I was given his name, but I did not inherit his mechanical skills—much to the delight of plumbers and electricians in the Hudson Valley. Nor was his slender, six-foot-tall frame passed down, alas. Although he is one of the least photogenic people alive, in person, my father looks like an amalgam of the stars of the movies he likes: Clint Eastwood, Jack Nicholson, and so on, right down to the cigarette dangling from the corner of his mouth. (He quit smoking cigarettes years ago, but he has found other ways to sate his nicotine fix, most recently by vaping, like Mare of Easttown). I didn’t get the rugged movie-star looks, either—but I did get the hair, so I can’t complain.
So it has been difficult to watch him struggle through these last 18 months, especially when I’ve been necessarily distant through most of it, because of the quarantine. He was 24 years old when I was born, and turned 73 in March. He’s not old, but he’s frail. He lost a lot of weight this past year. He has to use a walker to get around, for balance; several times he’s taken a tumble that has set back his recovery. And his spirits are low, because he can’t do the things he loves to do, which must be enormously frustrating, if not outright depressing.
When I first read the Dylan Thomas poem in high school—which I can’t run in full here, because it’s not yet in the public domain—my father was eight or nine years younger than I am right now. You know the one. It begins like this:
Do not go gentle into that good night,
Old age should burn and rave at close of day;
Rage, rage against the dying of the light.
When you’re a self-absorbed teenager, it doesn’t really resonate. You see “Do not go gentle into that good night,” and after determining that it is in fact iambic pentameter, you’re like, “Right, I get it, try not to croak, old man,” and then you flip the page of your Perrine textbook.
Now that the poem has (unfortunately) become relevant to me, I see that it is more complex than that. “That good night,” which I always took to be a poetical euphemism for literal death, means not expiration but surrender. And “the light” which is dying is not the body but the soul, the life force, the élan vital—that which animates us.
To his own aging father, Thomas is saying, basically, Don’t give up the fight; giving up the fight is what will kill you. And he tells us how to keep fighting: by tapping into the well of that most primal emotion, one most men—whether creatives like me, or get-your-hands-dirty types like my father—have in boundless reserve: anger. This is a powerful emotion that we repress or repurpose for most of our lives, with good reason. But the only way to stave off the “dying of the light,” the poet tells us, is to unleash the full force of our pissed-off-ness. To go nuclear. Which is weird. You don’t see many pro-anger poems. But one does not “rage, rage” by emulating the Buddha. Jedi are chill, too, until they’re not.

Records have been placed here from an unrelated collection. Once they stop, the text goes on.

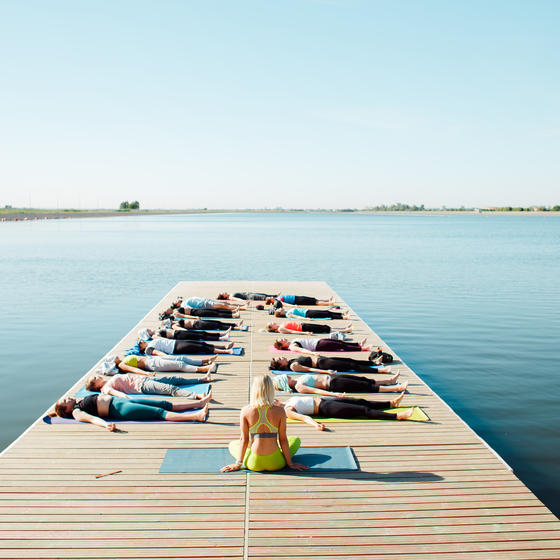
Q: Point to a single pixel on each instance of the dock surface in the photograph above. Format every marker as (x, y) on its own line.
(425, 490)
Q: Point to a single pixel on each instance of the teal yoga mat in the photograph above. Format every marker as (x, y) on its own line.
(211, 460)
(198, 388)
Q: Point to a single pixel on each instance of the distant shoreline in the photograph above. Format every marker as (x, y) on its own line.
(27, 214)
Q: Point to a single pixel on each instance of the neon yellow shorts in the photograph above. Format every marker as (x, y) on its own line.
(271, 462)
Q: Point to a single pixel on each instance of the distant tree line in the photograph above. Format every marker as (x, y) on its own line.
(397, 207)
(555, 208)
(134, 205)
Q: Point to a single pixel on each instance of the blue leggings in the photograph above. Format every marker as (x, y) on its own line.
(138, 409)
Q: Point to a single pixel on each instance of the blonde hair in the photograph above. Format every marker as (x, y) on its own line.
(262, 391)
(90, 382)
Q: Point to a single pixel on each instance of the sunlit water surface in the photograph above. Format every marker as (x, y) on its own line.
(470, 302)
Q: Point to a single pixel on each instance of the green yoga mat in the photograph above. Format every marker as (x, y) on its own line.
(417, 416)
(211, 460)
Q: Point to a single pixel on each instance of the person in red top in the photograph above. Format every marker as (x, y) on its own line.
(296, 327)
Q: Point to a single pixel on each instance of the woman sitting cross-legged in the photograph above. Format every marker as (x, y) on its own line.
(264, 445)
(303, 408)
(336, 385)
(297, 327)
(322, 364)
(310, 345)
(97, 409)
(124, 384)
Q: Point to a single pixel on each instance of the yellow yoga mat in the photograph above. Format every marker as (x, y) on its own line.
(417, 416)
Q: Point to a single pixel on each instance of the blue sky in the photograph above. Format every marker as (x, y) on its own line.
(308, 103)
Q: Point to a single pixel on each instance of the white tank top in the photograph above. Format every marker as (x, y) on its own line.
(307, 343)
(303, 405)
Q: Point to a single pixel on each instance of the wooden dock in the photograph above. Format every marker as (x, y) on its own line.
(425, 490)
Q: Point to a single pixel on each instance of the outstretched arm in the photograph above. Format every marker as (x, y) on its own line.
(116, 393)
(244, 442)
(82, 416)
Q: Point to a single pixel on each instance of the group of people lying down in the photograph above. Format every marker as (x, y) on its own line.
(120, 378)
(264, 444)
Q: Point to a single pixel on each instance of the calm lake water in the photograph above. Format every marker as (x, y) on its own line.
(470, 302)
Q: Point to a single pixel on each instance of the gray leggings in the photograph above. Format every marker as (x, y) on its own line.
(169, 386)
(183, 363)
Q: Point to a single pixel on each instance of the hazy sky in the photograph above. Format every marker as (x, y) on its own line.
(307, 103)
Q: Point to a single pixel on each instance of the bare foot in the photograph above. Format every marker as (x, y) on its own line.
(393, 380)
(199, 416)
(204, 399)
(393, 388)
(405, 414)
(211, 360)
(401, 386)
(395, 403)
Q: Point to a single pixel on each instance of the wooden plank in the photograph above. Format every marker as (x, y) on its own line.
(435, 491)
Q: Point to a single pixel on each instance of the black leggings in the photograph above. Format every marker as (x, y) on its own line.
(346, 364)
(305, 300)
(322, 314)
(190, 335)
(224, 313)
(330, 345)
(348, 407)
(211, 325)
(315, 328)
(344, 383)
(192, 347)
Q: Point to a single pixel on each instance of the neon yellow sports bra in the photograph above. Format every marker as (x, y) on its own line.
(263, 421)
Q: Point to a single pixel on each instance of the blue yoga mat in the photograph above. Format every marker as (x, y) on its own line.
(211, 460)
(198, 388)
(237, 351)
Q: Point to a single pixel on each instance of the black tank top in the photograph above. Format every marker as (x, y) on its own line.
(88, 404)
(305, 361)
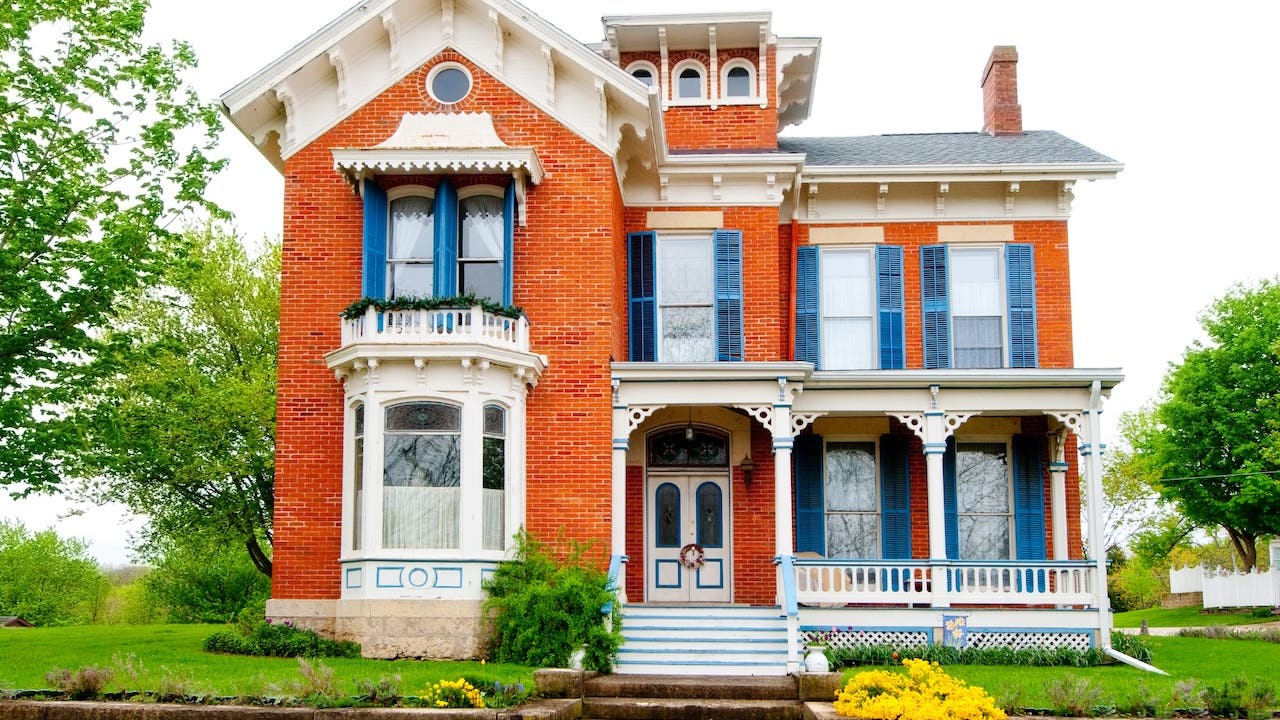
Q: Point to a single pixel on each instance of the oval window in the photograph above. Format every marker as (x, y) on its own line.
(449, 83)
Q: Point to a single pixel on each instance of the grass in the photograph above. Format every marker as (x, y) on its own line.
(174, 651)
(1208, 661)
(1187, 618)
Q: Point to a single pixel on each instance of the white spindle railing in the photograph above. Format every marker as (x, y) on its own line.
(912, 582)
(440, 326)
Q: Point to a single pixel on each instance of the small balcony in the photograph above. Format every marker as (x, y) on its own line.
(444, 326)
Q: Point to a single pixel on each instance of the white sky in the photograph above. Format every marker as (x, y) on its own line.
(1183, 94)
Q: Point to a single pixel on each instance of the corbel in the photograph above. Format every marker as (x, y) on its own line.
(393, 39)
(549, 59)
(1065, 192)
(666, 68)
(713, 80)
(447, 22)
(497, 39)
(339, 69)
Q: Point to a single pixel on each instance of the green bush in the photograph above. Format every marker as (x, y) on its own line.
(278, 639)
(545, 610)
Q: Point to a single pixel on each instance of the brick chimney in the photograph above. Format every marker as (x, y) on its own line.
(1001, 114)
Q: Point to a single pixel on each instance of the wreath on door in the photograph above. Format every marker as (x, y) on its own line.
(693, 556)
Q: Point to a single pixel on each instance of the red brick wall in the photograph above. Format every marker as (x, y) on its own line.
(725, 127)
(1052, 283)
(766, 281)
(572, 309)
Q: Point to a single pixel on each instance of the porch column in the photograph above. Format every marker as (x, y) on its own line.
(1092, 450)
(618, 497)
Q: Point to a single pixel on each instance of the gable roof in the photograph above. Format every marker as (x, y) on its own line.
(960, 150)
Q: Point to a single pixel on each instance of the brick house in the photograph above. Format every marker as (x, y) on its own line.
(782, 383)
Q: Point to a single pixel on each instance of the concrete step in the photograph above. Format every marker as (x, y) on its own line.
(707, 687)
(682, 709)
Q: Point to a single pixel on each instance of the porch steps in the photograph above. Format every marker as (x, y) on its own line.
(703, 641)
(709, 697)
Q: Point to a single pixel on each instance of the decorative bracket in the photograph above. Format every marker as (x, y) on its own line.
(636, 415)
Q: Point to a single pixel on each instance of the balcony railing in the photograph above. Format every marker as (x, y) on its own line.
(434, 327)
(956, 582)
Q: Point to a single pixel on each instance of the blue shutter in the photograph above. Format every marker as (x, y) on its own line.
(1028, 497)
(508, 242)
(374, 256)
(895, 499)
(808, 337)
(810, 523)
(641, 302)
(935, 306)
(888, 301)
(1022, 305)
(446, 258)
(728, 295)
(949, 500)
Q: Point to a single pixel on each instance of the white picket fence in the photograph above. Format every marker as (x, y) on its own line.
(1228, 588)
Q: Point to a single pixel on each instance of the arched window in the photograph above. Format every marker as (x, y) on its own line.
(690, 81)
(411, 246)
(421, 475)
(494, 477)
(739, 80)
(480, 246)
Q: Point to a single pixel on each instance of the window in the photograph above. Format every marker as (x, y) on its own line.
(685, 300)
(848, 290)
(849, 308)
(423, 242)
(448, 82)
(978, 306)
(357, 477)
(685, 297)
(983, 506)
(851, 501)
(494, 477)
(421, 475)
(411, 246)
(977, 310)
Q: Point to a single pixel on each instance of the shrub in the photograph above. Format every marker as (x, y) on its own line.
(924, 693)
(452, 693)
(544, 610)
(278, 639)
(82, 683)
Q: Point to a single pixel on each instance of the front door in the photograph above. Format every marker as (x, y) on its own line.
(688, 538)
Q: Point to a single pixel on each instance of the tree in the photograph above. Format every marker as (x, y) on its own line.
(101, 147)
(46, 579)
(1214, 432)
(181, 425)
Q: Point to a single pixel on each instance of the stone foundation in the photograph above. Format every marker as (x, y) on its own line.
(438, 629)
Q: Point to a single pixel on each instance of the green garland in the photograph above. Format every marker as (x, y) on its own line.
(455, 301)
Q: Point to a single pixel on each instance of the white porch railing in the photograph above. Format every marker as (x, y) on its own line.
(442, 326)
(910, 582)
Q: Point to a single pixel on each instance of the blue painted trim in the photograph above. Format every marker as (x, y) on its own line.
(398, 582)
(440, 574)
(698, 577)
(657, 563)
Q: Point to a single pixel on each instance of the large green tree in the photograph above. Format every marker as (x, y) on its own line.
(103, 146)
(181, 427)
(1215, 429)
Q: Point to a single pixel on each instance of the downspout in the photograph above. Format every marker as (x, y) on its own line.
(1100, 555)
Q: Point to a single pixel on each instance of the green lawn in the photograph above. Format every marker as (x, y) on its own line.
(174, 651)
(1208, 661)
(1185, 618)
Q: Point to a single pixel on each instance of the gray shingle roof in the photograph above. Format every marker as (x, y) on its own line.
(1037, 147)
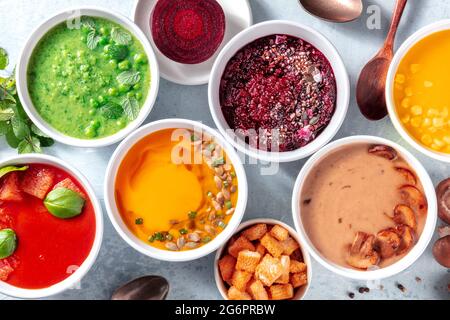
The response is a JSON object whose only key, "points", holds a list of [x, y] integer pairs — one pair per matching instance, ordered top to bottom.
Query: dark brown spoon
{"points": [[370, 90], [144, 288]]}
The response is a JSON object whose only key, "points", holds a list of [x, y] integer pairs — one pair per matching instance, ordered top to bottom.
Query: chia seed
{"points": [[279, 82]]}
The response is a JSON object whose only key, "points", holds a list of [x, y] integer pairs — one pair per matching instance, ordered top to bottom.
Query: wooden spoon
{"points": [[334, 10], [370, 90], [144, 288]]}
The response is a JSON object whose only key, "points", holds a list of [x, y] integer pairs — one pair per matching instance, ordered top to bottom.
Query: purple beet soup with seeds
{"points": [[188, 31], [282, 88]]}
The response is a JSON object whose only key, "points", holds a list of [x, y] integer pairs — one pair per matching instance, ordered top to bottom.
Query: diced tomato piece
{"points": [[37, 182], [69, 184], [10, 189], [7, 266]]}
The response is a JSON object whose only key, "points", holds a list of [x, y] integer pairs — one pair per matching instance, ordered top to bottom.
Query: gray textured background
{"points": [[269, 196]]}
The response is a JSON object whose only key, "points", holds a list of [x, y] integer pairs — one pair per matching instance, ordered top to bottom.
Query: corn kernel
{"points": [[414, 68], [400, 78], [428, 84], [405, 103], [416, 110], [432, 112], [405, 119], [416, 122], [426, 122], [438, 122], [427, 139]]}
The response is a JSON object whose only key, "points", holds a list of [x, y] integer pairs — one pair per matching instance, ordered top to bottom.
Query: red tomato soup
{"points": [[48, 248]]}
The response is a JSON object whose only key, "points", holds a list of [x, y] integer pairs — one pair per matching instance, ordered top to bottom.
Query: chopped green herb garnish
{"points": [[218, 162], [192, 214]]}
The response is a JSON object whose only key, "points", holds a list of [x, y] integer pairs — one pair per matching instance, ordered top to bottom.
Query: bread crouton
{"points": [[255, 232], [279, 233], [241, 243], [272, 245], [289, 245], [260, 249], [248, 260], [285, 262], [227, 265], [297, 266], [268, 270], [240, 279], [298, 279], [257, 290], [281, 291], [236, 294]]}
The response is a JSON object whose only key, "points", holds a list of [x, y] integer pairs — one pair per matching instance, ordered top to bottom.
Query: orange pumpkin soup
{"points": [[176, 189]]}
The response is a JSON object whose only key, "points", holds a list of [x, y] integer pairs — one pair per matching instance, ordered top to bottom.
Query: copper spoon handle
{"points": [[398, 12]]}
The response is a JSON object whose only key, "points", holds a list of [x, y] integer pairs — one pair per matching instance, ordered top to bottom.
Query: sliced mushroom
{"points": [[383, 151], [408, 175], [443, 195], [414, 198], [405, 215], [408, 238], [387, 243], [441, 251], [362, 254]]}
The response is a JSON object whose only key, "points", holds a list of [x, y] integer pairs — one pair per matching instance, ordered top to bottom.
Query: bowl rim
{"points": [[410, 42], [28, 48], [342, 87], [114, 214], [292, 232], [424, 238], [87, 264]]}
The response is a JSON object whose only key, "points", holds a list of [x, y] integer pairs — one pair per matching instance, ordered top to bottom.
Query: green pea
{"points": [[103, 40], [140, 58], [124, 65], [123, 88], [113, 92]]}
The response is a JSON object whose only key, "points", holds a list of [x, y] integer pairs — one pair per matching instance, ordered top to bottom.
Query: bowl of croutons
{"points": [[264, 260]]}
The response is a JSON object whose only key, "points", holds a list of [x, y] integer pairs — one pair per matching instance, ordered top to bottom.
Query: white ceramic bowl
{"points": [[265, 29], [27, 50], [401, 52], [119, 224], [413, 254], [76, 277], [299, 294]]}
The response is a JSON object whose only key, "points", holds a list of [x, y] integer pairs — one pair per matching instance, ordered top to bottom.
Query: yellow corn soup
{"points": [[422, 91], [176, 191]]}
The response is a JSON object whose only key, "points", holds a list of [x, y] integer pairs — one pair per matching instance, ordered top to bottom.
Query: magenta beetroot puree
{"points": [[188, 31], [278, 82]]}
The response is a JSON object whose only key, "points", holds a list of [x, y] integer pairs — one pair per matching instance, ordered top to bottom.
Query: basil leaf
{"points": [[120, 36], [92, 40], [3, 59], [129, 77], [131, 108], [111, 110], [6, 114], [20, 128], [29, 145], [5, 170], [64, 203], [8, 243]]}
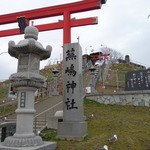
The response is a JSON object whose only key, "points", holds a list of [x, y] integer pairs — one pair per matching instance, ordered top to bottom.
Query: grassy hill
{"points": [[116, 78], [130, 123]]}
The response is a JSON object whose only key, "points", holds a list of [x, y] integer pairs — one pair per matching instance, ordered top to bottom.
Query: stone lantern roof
{"points": [[29, 45]]}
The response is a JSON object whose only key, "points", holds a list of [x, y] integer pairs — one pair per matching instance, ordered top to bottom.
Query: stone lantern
{"points": [[29, 52], [55, 77]]}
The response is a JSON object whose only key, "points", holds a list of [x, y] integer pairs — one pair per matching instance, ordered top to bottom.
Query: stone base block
{"points": [[72, 130], [45, 146]]}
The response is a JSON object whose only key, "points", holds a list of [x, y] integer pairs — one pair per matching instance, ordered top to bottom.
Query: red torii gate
{"points": [[66, 10]]}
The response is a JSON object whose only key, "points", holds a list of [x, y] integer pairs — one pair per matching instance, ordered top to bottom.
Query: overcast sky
{"points": [[123, 25]]}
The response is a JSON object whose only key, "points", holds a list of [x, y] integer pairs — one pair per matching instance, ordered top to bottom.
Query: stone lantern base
{"points": [[44, 146]]}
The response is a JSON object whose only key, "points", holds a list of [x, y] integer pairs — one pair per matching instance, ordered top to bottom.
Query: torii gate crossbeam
{"points": [[66, 10]]}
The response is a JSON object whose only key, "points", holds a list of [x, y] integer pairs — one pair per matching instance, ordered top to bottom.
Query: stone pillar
{"points": [[29, 52], [92, 82], [55, 83], [73, 126]]}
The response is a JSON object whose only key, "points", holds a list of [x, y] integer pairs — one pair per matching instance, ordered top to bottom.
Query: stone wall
{"points": [[135, 98]]}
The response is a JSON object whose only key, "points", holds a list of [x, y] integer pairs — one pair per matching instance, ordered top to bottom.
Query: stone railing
{"points": [[135, 98]]}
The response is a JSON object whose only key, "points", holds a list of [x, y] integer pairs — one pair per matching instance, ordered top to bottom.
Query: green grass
{"points": [[130, 123]]}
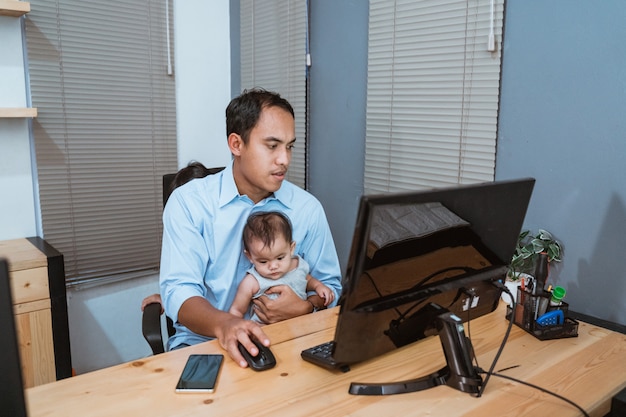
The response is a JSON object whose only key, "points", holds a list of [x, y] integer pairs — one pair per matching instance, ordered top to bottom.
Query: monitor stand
{"points": [[459, 373]]}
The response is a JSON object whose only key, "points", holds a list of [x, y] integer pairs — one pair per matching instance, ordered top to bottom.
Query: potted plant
{"points": [[527, 251]]}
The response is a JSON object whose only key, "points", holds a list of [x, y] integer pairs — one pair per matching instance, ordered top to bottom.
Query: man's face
{"points": [[261, 164], [274, 261]]}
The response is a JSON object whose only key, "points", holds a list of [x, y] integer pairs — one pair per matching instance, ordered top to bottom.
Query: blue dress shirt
{"points": [[202, 253]]}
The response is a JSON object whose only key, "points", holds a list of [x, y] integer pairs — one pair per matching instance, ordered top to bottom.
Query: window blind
{"points": [[273, 56], [432, 93], [105, 134]]}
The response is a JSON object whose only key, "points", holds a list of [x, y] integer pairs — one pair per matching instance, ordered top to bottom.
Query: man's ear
{"points": [[235, 143]]}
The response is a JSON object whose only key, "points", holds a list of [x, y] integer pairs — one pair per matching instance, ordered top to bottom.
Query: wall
{"points": [[563, 103], [337, 112], [17, 204], [105, 321]]}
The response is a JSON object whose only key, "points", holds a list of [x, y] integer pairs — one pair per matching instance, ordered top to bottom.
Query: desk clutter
{"points": [[543, 313]]}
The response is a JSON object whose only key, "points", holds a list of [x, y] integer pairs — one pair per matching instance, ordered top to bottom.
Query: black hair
{"points": [[243, 112], [266, 226]]}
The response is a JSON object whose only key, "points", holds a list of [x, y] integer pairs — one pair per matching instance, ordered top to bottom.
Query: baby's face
{"points": [[271, 262]]}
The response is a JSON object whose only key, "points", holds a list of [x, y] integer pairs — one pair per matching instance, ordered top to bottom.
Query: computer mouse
{"points": [[264, 360]]}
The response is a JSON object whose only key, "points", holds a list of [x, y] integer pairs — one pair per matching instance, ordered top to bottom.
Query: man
{"points": [[202, 260]]}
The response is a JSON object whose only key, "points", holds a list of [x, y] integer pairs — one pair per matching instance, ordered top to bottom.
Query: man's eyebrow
{"points": [[275, 139]]}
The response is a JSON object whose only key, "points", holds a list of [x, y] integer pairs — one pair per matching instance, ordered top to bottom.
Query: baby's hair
{"points": [[266, 226]]}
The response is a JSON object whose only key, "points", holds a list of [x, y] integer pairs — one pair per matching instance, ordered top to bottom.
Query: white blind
{"points": [[273, 56], [432, 93], [106, 131]]}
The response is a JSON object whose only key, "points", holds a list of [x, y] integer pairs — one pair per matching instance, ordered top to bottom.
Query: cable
{"points": [[506, 337], [495, 360], [554, 394]]}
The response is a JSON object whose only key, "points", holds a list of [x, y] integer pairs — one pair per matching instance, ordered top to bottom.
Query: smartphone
{"points": [[200, 373]]}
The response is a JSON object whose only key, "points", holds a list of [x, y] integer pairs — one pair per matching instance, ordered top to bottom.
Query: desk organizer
{"points": [[529, 307]]}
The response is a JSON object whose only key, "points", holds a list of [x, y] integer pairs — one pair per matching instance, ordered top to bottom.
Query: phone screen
{"points": [[200, 373]]}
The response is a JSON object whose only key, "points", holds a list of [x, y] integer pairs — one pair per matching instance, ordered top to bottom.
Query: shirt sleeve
{"points": [[318, 248], [181, 275]]}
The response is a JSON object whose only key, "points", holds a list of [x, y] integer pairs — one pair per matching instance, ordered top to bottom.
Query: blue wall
{"points": [[338, 87], [563, 121]]}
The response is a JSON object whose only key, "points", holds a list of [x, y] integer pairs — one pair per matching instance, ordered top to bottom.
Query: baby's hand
{"points": [[326, 293]]}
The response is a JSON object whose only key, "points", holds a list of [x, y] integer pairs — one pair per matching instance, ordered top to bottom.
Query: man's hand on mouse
{"points": [[235, 330]]}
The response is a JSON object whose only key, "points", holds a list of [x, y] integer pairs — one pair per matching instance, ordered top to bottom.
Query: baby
{"points": [[268, 244]]}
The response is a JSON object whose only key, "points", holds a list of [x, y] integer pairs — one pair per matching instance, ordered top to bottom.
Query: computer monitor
{"points": [[417, 254], [11, 384]]}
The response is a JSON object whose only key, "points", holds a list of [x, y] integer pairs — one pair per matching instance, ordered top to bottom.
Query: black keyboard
{"points": [[322, 355]]}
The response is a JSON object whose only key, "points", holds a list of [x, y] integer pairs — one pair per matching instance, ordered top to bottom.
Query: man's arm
{"points": [[198, 315]]}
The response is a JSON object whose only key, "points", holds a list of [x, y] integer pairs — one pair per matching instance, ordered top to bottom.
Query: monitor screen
{"points": [[415, 249]]}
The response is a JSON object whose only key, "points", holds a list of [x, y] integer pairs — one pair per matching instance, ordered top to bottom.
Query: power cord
{"points": [[491, 371], [537, 387]]}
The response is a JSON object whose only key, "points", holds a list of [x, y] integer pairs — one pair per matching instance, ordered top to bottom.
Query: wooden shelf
{"points": [[14, 8], [17, 112]]}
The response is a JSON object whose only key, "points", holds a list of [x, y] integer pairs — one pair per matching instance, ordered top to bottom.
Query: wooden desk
{"points": [[588, 369]]}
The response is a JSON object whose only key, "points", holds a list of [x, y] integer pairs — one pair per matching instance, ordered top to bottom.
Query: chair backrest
{"points": [[184, 175], [151, 321]]}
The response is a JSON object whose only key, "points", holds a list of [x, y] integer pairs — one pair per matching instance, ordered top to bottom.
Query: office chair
{"points": [[151, 318]]}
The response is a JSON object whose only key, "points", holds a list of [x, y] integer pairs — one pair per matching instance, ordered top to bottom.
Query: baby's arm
{"points": [[247, 288], [322, 290]]}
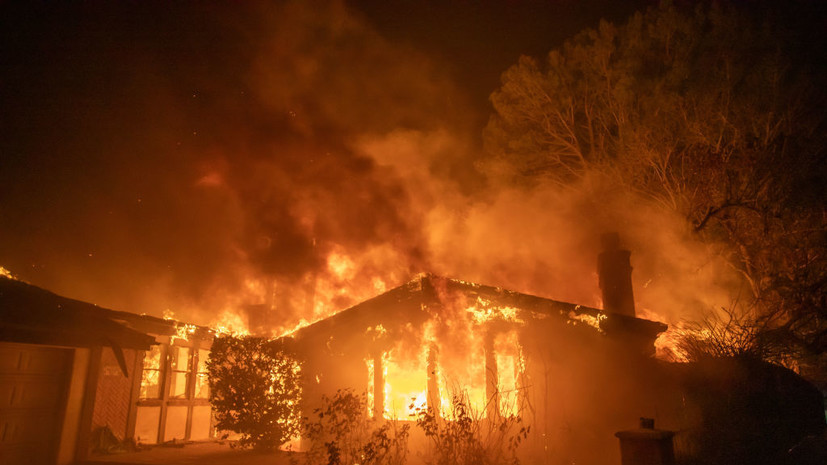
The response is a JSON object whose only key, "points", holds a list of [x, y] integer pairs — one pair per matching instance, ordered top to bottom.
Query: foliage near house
{"points": [[708, 111], [255, 390], [341, 433]]}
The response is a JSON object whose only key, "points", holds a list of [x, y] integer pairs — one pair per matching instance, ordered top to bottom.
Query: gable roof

And so, on this Father’s Day, I leave you, Dear Reader, with the last stanza of the Dylan Thomas poem, which I hope my dad, Greg Sr., takes to heart:
And you, my father, there on the sad height,
Curse, bless, me now with your fierce tears, I pray.
Do not go gentle into that good night.
Rage, rage against the dying of the light.
Photo credit: My dad, a few months ago, in front of his house. That is as much stubble as he’s ever had.
I love it. I am three years older than your father, so I understand the “age” part, & I also had the best Dad in the world. He passed in 1998 & I still miss him. I’m glad to hear you have such a loving relationship with your Father. That’s a blessing not shared by everyone. Thanks for sharing.
What a beautiful essay. How lucky you were to have a father who recognized that you were creative in a different way than he. A tear slide down my cheek when I read he was always in my corner and still is! Happy Father’s Day to you and your dad.